Walaupun manusia berasal dari materi alam dan dari kehidupan yang terdapat di dalamnya, tetapi manusia berbeda dengan makhluk lainnya dengan perbedaan yang sangat besar karena adanya karunia Allah yang diberikan kepadanya yaitu akal dan pemahaman.
Pada mulanya manusia purba hidup secara berpindah-pindah (nomaden). Mereka hidup dari satu pohon ke pohon yang lain atau dari satu gua ke gua yang lain, hal itu dilakukan dengan tujuan agar sumber daya alam tetap terjaga. Mereka hanya memanfaatkan sumber daya alam untuk memenuhi kebutuhannya, seperti sayur-sayuran, buah-buahan dan biji-bijian, mereka juga pandai dalam berburu.
Pada tahap selanjutnya manusia purba mulai bercocok tanam  mengolah lahan dan berburu. Perkembangan selanjutnya manusia purba mulai menetap disuatu wilayah dan membangun peradabannya.
Homo erectus barangkali adalah manusia pertama yang menguasai penggunaan api. Orang-orang ini juga telah menggunakan pakaian. Dengan berpindah ke utara dan berjumpa dengan dinginnya musim dingin mereka membutuhkan api dan pakaian.[12]
Untuk mempermudah melakukan aktivitasnya, manusia purba mulai membuat peralatan-peralatan dari batu yang bervariasi, misalnya kapak tangan dari batu. Peralatan batu tersebut digunakan untuk memotong binatang, memasak, mengupas kulit binatang, dan mengukir kayu. Neanderthal adalah manusia pertama yang menguburkan mayat mereka.
Transisi ke perilaku modern dengan perkembangan budaya simbolik, bahasa, dan teknologi batu terjadi sekitar 50.000 tahun yang lalu menurut banyak antropolog meskipun ada beberapa antropolog meyakini perubahan kebiasaan tersebut terjadi bertahap dalam jangka waktu yang lebih lama.

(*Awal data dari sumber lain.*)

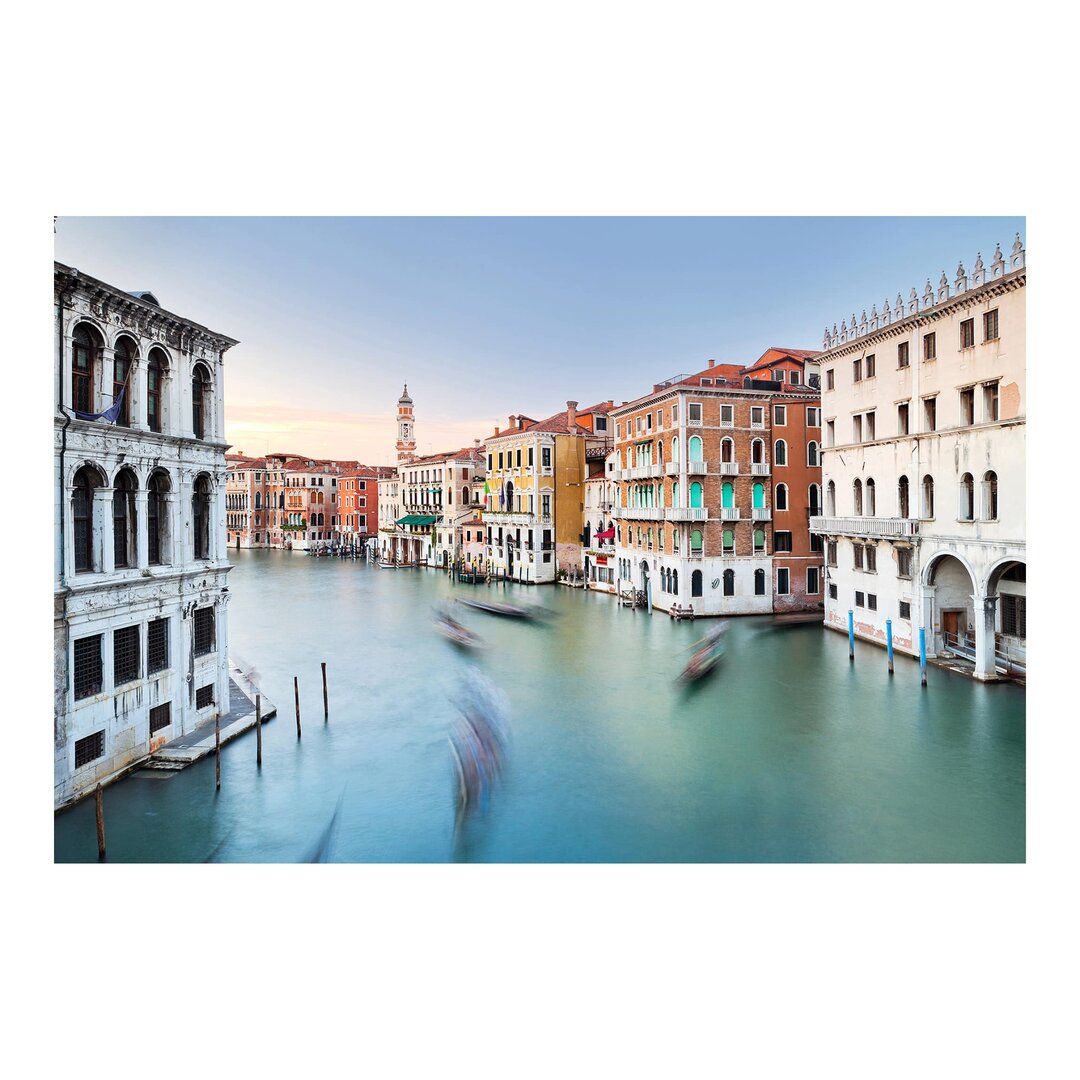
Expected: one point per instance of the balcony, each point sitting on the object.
(887, 528)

Dengan dimulainya pemukiman menetap, sekitar 2.500 tahun yang lalu, maka kehidupan spiritual mulai berkembang. Muncullah kepercayaan animisme dan dinamisme.[13]
Dalam memenuh kebutuhan hidupnya manusia berinteraksi dengan manusia lain. Dari interaksi-interaksi yang dilakukan manusia tersebut maka timbullah sebuah komunitas yang terindependen (saling tergantung satu sama lain) yang disebut masyarakat. Umumnya, istilah masyarakat digunakan untuk mengacu sekelompok orang yang hidup bersama dalam satu komunitas yang teratur.[14]

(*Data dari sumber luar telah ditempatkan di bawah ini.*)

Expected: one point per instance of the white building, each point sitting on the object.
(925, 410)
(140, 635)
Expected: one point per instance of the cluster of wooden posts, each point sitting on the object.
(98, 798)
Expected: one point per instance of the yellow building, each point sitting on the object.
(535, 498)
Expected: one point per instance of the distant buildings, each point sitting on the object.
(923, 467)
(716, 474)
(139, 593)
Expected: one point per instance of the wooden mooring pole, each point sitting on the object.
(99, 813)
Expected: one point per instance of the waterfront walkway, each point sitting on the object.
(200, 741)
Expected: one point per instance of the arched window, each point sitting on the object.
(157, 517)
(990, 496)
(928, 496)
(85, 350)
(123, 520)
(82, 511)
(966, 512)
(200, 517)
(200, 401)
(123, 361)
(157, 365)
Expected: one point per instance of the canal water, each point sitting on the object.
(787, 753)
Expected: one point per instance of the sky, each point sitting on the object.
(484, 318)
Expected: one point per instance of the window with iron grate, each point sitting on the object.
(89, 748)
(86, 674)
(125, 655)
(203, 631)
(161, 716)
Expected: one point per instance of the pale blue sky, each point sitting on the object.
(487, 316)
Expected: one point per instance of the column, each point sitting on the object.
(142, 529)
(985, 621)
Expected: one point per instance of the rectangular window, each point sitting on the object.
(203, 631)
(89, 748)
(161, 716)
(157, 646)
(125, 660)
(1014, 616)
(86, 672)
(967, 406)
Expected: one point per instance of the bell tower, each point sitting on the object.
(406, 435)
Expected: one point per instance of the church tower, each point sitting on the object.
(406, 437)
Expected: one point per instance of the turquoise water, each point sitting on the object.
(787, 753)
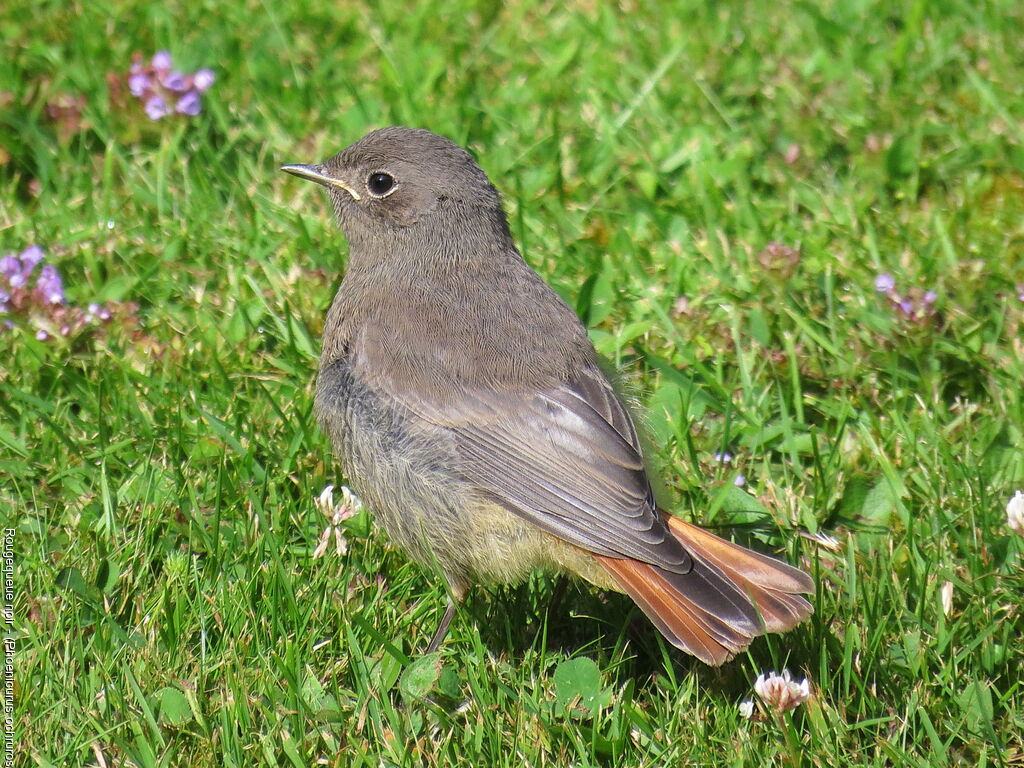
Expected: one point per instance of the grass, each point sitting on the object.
(161, 476)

Menurut Syaikh Taqyuddin An-Nabhani, sekelompok manusia dapat dikatakan sebagai sebuah masyarakat apabila memiliki pemikiran, perasaan, serta sistem/aturan yang sama. Dengan kesamaan-kesamaan tersebut, manusia kemudian berinteraksi sesama mereka berdasarkan kemaslahatan.
Masyarakat adalah golongan besar atau kecil, terdiri dari beberapa manusia yang dengan atau karena sendirinya bertalian secara golongan dan pengaruh mempengaruhinya. Dilihat dari pembentukannya masyarakat dapat dibedakan sebagai berikut :[15]
1.      Pembentukan masyarakat paksaan
Pembentukan masyarakat melalui cara tawanan perang. Ketika lahir di Indonesia, maka otomatis kita sudah menjadi warga negara Indonesia, begitu pula dengan tawanan perang yang terpaksa menjadi warga suatu negara.
2.      Pembentukan masyarakat secara merdeka
Dapat dibedakan menjadi dua :
a.       Masyarakat alami, menjadi warga suatu negara yang terjadi dengan sendirinya.
b.      Masyarakat kultur, masyarakat ini terbentuk karena kepentingan keduniaan atau kepercayaan/kegamaan.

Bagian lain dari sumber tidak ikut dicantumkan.